You'll be joining a forward-thinking team that's passionate about doing things properly using a modern tech stack, cloud-first approach, and a genuine commitment to engineering excellence. As Lead Data Engineer, you'll be hands-on in designing and building scalable data platforms and pipelines that enable advanced analytics, machine learning, and business-critical insights. You'll shape the technical vision, set best practices, and make key architectural decisions that define how data flows across the organisation.
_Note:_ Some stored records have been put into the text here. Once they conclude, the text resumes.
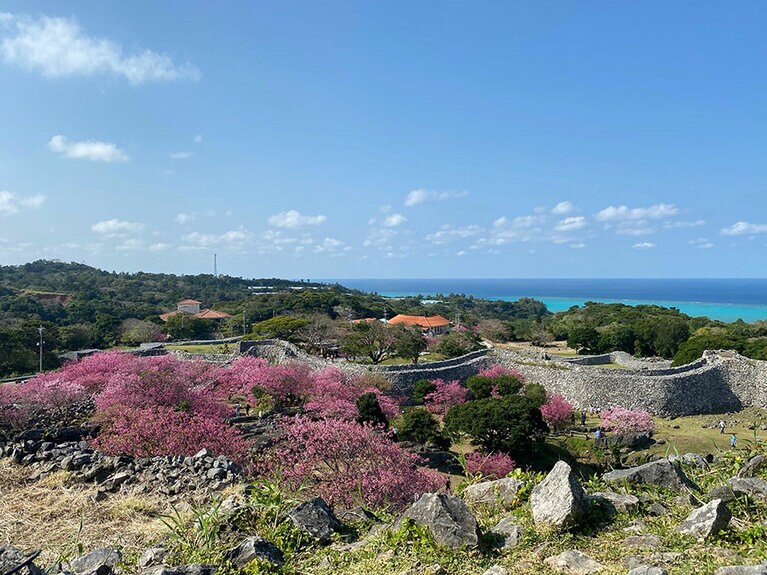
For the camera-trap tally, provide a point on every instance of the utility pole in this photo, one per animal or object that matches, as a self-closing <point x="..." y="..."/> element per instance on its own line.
<point x="40" y="330"/>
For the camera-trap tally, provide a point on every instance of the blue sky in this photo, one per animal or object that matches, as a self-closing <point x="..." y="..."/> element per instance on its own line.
<point x="386" y="139"/>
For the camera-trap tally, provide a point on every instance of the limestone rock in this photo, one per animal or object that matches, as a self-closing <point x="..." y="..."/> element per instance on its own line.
<point x="255" y="548"/>
<point x="742" y="570"/>
<point x="572" y="561"/>
<point x="647" y="570"/>
<point x="558" y="500"/>
<point x="753" y="465"/>
<point x="707" y="520"/>
<point x="316" y="518"/>
<point x="11" y="557"/>
<point x="643" y="541"/>
<point x="503" y="490"/>
<point x="98" y="562"/>
<point x="756" y="488"/>
<point x="621" y="502"/>
<point x="447" y="518"/>
<point x="661" y="472"/>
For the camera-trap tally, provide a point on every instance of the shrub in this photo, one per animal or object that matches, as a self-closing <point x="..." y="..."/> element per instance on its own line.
<point x="446" y="394"/>
<point x="342" y="461"/>
<point x="369" y="410"/>
<point x="421" y="389"/>
<point x="536" y="393"/>
<point x="621" y="420"/>
<point x="489" y="466"/>
<point x="556" y="411"/>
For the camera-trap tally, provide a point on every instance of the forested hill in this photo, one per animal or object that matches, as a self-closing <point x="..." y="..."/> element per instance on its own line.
<point x="82" y="307"/>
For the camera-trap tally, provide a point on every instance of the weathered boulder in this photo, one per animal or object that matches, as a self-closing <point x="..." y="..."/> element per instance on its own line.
<point x="509" y="531"/>
<point x="573" y="561"/>
<point x="756" y="488"/>
<point x="11" y="558"/>
<point x="191" y="569"/>
<point x="502" y="490"/>
<point x="447" y="518"/>
<point x="661" y="472"/>
<point x="152" y="556"/>
<point x="753" y="465"/>
<point x="760" y="569"/>
<point x="620" y="502"/>
<point x="316" y="518"/>
<point x="98" y="562"/>
<point x="254" y="548"/>
<point x="559" y="500"/>
<point x="707" y="520"/>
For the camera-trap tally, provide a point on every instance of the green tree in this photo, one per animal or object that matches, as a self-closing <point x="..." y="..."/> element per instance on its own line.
<point x="370" y="339"/>
<point x="509" y="424"/>
<point x="421" y="389"/>
<point x="420" y="426"/>
<point x="280" y="327"/>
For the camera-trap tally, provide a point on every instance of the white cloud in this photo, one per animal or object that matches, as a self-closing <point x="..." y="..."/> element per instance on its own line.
<point x="394" y="220"/>
<point x="448" y="233"/>
<point x="422" y="195"/>
<point x="232" y="237"/>
<point x="11" y="203"/>
<point x="571" y="224"/>
<point x="563" y="208"/>
<point x="701" y="243"/>
<point x="683" y="224"/>
<point x="59" y="48"/>
<point x="634" y="228"/>
<point x="115" y="227"/>
<point x="654" y="212"/>
<point x="92" y="150"/>
<point x="743" y="229"/>
<point x="293" y="219"/>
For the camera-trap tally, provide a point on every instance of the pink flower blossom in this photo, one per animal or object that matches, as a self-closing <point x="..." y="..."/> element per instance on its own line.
<point x="621" y="420"/>
<point x="343" y="461"/>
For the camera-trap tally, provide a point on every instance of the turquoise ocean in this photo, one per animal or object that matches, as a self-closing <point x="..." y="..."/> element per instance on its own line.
<point x="725" y="299"/>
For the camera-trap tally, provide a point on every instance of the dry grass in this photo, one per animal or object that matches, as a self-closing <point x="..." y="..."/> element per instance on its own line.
<point x="54" y="515"/>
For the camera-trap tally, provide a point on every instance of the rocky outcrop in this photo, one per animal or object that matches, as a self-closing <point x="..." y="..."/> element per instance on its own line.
<point x="447" y="518"/>
<point x="707" y="521"/>
<point x="559" y="500"/>
<point x="170" y="475"/>
<point x="316" y="518"/>
<point x="662" y="473"/>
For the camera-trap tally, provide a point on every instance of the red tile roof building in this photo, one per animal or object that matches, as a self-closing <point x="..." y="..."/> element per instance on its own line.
<point x="433" y="324"/>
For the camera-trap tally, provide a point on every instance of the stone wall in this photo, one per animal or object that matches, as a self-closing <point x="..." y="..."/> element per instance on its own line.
<point x="718" y="382"/>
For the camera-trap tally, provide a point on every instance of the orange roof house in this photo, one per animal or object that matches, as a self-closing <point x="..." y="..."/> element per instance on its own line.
<point x="192" y="307"/>
<point x="433" y="324"/>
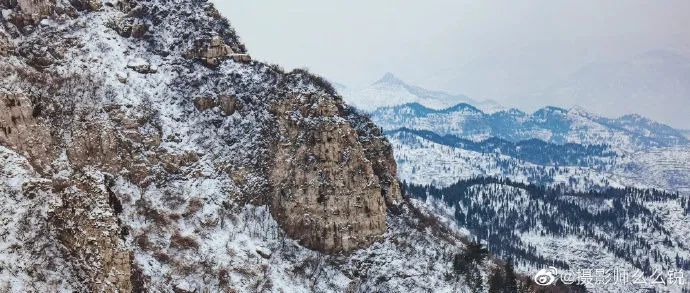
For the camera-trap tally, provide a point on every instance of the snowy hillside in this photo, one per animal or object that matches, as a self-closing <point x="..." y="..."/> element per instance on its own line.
<point x="550" y="124"/>
<point x="639" y="232"/>
<point x="391" y="91"/>
<point x="142" y="150"/>
<point x="422" y="160"/>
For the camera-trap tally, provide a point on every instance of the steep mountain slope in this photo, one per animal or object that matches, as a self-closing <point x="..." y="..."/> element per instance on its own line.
<point x="143" y="151"/>
<point x="427" y="158"/>
<point x="639" y="232"/>
<point x="391" y="91"/>
<point x="550" y="124"/>
<point x="424" y="161"/>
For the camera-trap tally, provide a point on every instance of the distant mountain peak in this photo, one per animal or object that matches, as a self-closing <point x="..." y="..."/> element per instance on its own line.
<point x="389" y="78"/>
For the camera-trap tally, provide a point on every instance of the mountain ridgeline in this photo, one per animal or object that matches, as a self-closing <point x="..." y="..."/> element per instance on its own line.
<point x="534" y="150"/>
<point x="538" y="226"/>
<point x="550" y="124"/>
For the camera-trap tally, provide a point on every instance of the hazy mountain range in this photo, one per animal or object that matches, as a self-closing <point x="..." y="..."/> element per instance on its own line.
<point x="551" y="124"/>
<point x="390" y="91"/>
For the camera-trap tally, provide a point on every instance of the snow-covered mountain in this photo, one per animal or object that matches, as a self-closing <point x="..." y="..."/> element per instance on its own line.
<point x="142" y="150"/>
<point x="686" y="133"/>
<point x="642" y="234"/>
<point x="656" y="81"/>
<point x="391" y="91"/>
<point x="551" y="124"/>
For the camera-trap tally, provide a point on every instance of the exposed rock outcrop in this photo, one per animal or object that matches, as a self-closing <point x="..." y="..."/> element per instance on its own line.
<point x="88" y="230"/>
<point x="326" y="191"/>
<point x="20" y="130"/>
<point x="227" y="104"/>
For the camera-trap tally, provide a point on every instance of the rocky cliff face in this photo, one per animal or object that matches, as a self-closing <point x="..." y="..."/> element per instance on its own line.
<point x="130" y="164"/>
<point x="326" y="191"/>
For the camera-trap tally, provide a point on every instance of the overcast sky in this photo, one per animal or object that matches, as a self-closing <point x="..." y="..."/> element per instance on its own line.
<point x="500" y="50"/>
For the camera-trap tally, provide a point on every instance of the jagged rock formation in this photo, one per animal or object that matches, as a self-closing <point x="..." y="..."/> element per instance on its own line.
<point x="142" y="167"/>
<point x="20" y="130"/>
<point x="326" y="192"/>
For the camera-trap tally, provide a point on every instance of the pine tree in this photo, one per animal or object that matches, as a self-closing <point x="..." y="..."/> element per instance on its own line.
<point x="510" y="279"/>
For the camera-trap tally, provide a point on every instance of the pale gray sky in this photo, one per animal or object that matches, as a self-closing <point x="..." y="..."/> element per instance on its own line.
<point x="514" y="52"/>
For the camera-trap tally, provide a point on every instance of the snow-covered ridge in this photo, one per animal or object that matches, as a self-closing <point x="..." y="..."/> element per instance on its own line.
<point x="390" y="91"/>
<point x="551" y="124"/>
<point x="158" y="158"/>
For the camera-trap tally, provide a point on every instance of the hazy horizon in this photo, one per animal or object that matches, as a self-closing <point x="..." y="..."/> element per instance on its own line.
<point x="523" y="55"/>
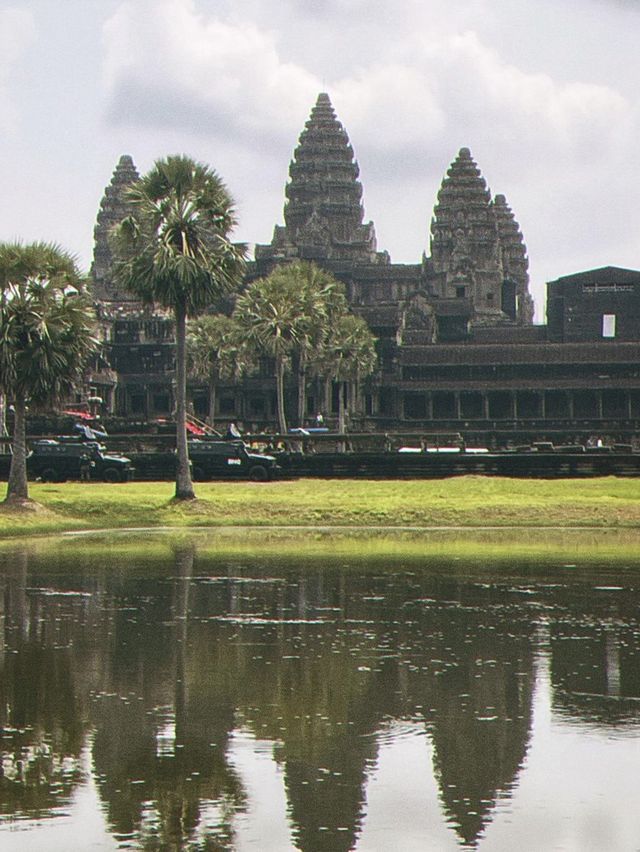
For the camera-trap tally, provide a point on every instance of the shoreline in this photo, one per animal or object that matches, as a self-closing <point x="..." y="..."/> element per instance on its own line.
<point x="458" y="503"/>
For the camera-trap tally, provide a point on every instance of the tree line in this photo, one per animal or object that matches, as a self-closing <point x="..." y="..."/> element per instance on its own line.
<point x="173" y="250"/>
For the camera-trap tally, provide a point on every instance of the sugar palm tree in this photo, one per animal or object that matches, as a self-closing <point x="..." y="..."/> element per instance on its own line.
<point x="46" y="337"/>
<point x="348" y="356"/>
<point x="324" y="300"/>
<point x="216" y="349"/>
<point x="174" y="250"/>
<point x="271" y="312"/>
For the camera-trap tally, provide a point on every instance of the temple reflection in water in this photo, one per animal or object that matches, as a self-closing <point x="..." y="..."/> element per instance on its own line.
<point x="146" y="676"/>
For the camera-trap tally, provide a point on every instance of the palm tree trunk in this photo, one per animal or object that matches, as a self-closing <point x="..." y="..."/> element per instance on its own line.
<point x="212" y="398"/>
<point x="3" y="415"/>
<point x="17" y="487"/>
<point x="184" y="486"/>
<point x="342" y="411"/>
<point x="282" y="420"/>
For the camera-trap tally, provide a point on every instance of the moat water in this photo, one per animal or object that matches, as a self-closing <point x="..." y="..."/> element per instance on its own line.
<point x="165" y="694"/>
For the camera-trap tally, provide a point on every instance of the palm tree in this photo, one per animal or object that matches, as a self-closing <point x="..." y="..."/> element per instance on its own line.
<point x="349" y="355"/>
<point x="272" y="313"/>
<point x="216" y="349"/>
<point x="174" y="250"/>
<point x="46" y="338"/>
<point x="325" y="299"/>
<point x="287" y="315"/>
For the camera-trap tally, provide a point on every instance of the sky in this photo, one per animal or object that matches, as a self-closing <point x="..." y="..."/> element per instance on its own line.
<point x="544" y="93"/>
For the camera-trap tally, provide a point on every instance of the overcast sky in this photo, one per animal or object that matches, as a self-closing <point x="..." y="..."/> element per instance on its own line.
<point x="545" y="93"/>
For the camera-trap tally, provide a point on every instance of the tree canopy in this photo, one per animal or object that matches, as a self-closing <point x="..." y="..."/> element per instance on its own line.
<point x="175" y="250"/>
<point x="47" y="335"/>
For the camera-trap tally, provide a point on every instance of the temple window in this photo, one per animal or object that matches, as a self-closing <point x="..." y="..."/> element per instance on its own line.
<point x="608" y="325"/>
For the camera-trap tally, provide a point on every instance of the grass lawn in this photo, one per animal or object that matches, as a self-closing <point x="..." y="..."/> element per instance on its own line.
<point x="470" y="501"/>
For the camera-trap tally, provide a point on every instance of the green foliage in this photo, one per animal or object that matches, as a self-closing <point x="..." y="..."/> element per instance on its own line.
<point x="601" y="508"/>
<point x="217" y="348"/>
<point x="349" y="352"/>
<point x="174" y="248"/>
<point x="46" y="323"/>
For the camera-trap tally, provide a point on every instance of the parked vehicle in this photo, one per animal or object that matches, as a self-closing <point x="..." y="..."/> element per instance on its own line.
<point x="230" y="459"/>
<point x="58" y="460"/>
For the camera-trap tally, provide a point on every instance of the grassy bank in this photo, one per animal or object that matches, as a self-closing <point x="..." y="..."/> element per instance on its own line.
<point x="464" y="501"/>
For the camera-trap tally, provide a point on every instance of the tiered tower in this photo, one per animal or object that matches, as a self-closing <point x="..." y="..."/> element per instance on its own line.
<point x="515" y="264"/>
<point x="323" y="213"/>
<point x="113" y="208"/>
<point x="465" y="244"/>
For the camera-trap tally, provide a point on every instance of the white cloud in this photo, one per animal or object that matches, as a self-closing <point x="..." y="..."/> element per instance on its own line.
<point x="17" y="31"/>
<point x="204" y="74"/>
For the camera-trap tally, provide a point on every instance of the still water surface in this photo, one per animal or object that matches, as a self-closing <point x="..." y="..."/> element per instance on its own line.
<point x="159" y="695"/>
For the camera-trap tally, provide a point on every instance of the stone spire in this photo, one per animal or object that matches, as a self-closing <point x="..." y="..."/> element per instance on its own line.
<point x="323" y="213"/>
<point x="465" y="246"/>
<point x="515" y="262"/>
<point x="113" y="208"/>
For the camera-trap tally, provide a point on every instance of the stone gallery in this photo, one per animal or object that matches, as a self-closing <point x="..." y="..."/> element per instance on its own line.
<point x="458" y="350"/>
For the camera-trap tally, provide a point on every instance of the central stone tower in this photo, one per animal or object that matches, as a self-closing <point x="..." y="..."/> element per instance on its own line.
<point x="477" y="250"/>
<point x="323" y="213"/>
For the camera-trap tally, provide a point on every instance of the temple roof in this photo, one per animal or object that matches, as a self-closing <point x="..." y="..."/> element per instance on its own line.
<point x="113" y="208"/>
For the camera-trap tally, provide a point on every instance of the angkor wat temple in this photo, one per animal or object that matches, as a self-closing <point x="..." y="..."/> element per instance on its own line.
<point x="457" y="344"/>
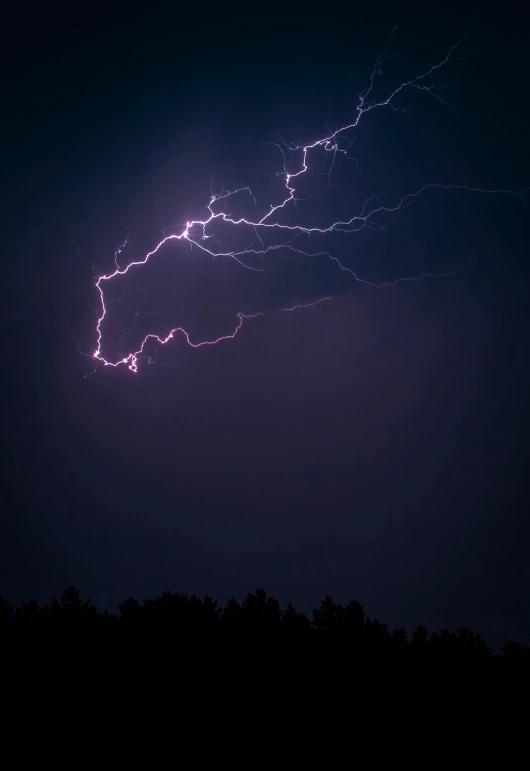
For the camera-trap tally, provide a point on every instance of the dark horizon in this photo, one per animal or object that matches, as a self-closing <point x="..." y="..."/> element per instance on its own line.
<point x="374" y="446"/>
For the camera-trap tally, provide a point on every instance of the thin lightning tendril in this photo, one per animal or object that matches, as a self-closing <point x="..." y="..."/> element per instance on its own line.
<point x="195" y="231"/>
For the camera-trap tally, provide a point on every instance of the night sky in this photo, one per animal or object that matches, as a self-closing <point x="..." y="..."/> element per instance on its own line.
<point x="374" y="447"/>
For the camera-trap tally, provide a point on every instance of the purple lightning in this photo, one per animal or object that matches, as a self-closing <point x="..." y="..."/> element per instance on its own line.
<point x="196" y="231"/>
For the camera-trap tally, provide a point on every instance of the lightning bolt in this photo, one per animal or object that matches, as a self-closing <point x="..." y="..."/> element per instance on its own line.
<point x="198" y="232"/>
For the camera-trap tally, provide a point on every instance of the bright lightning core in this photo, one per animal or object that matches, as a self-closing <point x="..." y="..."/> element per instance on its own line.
<point x="278" y="226"/>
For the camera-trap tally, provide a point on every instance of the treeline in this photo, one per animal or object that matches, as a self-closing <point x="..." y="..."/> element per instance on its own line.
<point x="259" y="618"/>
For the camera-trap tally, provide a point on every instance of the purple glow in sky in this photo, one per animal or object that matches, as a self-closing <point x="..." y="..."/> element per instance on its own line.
<point x="198" y="232"/>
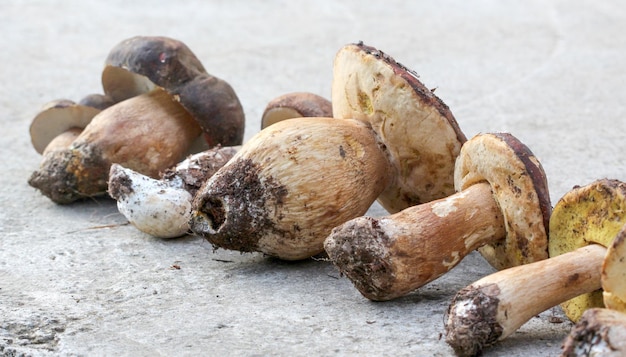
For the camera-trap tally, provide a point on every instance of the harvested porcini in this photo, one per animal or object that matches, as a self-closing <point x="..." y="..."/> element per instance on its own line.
<point x="162" y="208"/>
<point x="165" y="101"/>
<point x="501" y="208"/>
<point x="297" y="179"/>
<point x="584" y="221"/>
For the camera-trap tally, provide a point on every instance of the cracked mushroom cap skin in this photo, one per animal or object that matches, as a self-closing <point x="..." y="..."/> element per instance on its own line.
<point x="421" y="135"/>
<point x="592" y="214"/>
<point x="139" y="64"/>
<point x="290" y="185"/>
<point x="502" y="202"/>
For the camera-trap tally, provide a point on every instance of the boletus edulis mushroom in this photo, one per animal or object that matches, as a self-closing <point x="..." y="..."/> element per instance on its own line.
<point x="60" y="121"/>
<point x="165" y="100"/>
<point x="602" y="331"/>
<point x="162" y="207"/>
<point x="501" y="208"/>
<point x="297" y="179"/>
<point x="583" y="223"/>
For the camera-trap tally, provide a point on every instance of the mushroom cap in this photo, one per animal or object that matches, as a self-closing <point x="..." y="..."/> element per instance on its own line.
<point x="139" y="64"/>
<point x="422" y="137"/>
<point x="614" y="273"/>
<point x="295" y="105"/>
<point x="519" y="186"/>
<point x="57" y="117"/>
<point x="591" y="214"/>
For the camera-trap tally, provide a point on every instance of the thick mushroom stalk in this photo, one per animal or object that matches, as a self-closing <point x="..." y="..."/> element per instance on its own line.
<point x="162" y="208"/>
<point x="495" y="306"/>
<point x="290" y="185"/>
<point x="502" y="207"/>
<point x="582" y="225"/>
<point x="165" y="101"/>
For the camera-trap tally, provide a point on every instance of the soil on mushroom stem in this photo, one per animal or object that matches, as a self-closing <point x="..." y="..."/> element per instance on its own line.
<point x="247" y="214"/>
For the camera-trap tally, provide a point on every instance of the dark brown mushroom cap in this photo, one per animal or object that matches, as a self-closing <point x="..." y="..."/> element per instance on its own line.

You won't be working in isolation either as collaboration is at the heart of this role. You'll work closely with engineers, product managers, and data scientists to turn ideas into high-performing, production-ready systems. You'll also play a big part in mentoring others, driving standards across the team, and influencing the overall data strategy.

The ideal person for this role will have a strong background in data engineering, with experience building modern data solutions using technologies like Kafka, Spark, Databricks, dbt, and Airflow. You'll know your way around cloud platforms (AWS, GCP, or Azure) and be confident coding in Python, Java, or Scala. Most importantly, you'll understand what it takes to design data systems that are scalable, reliable and built for the long haul.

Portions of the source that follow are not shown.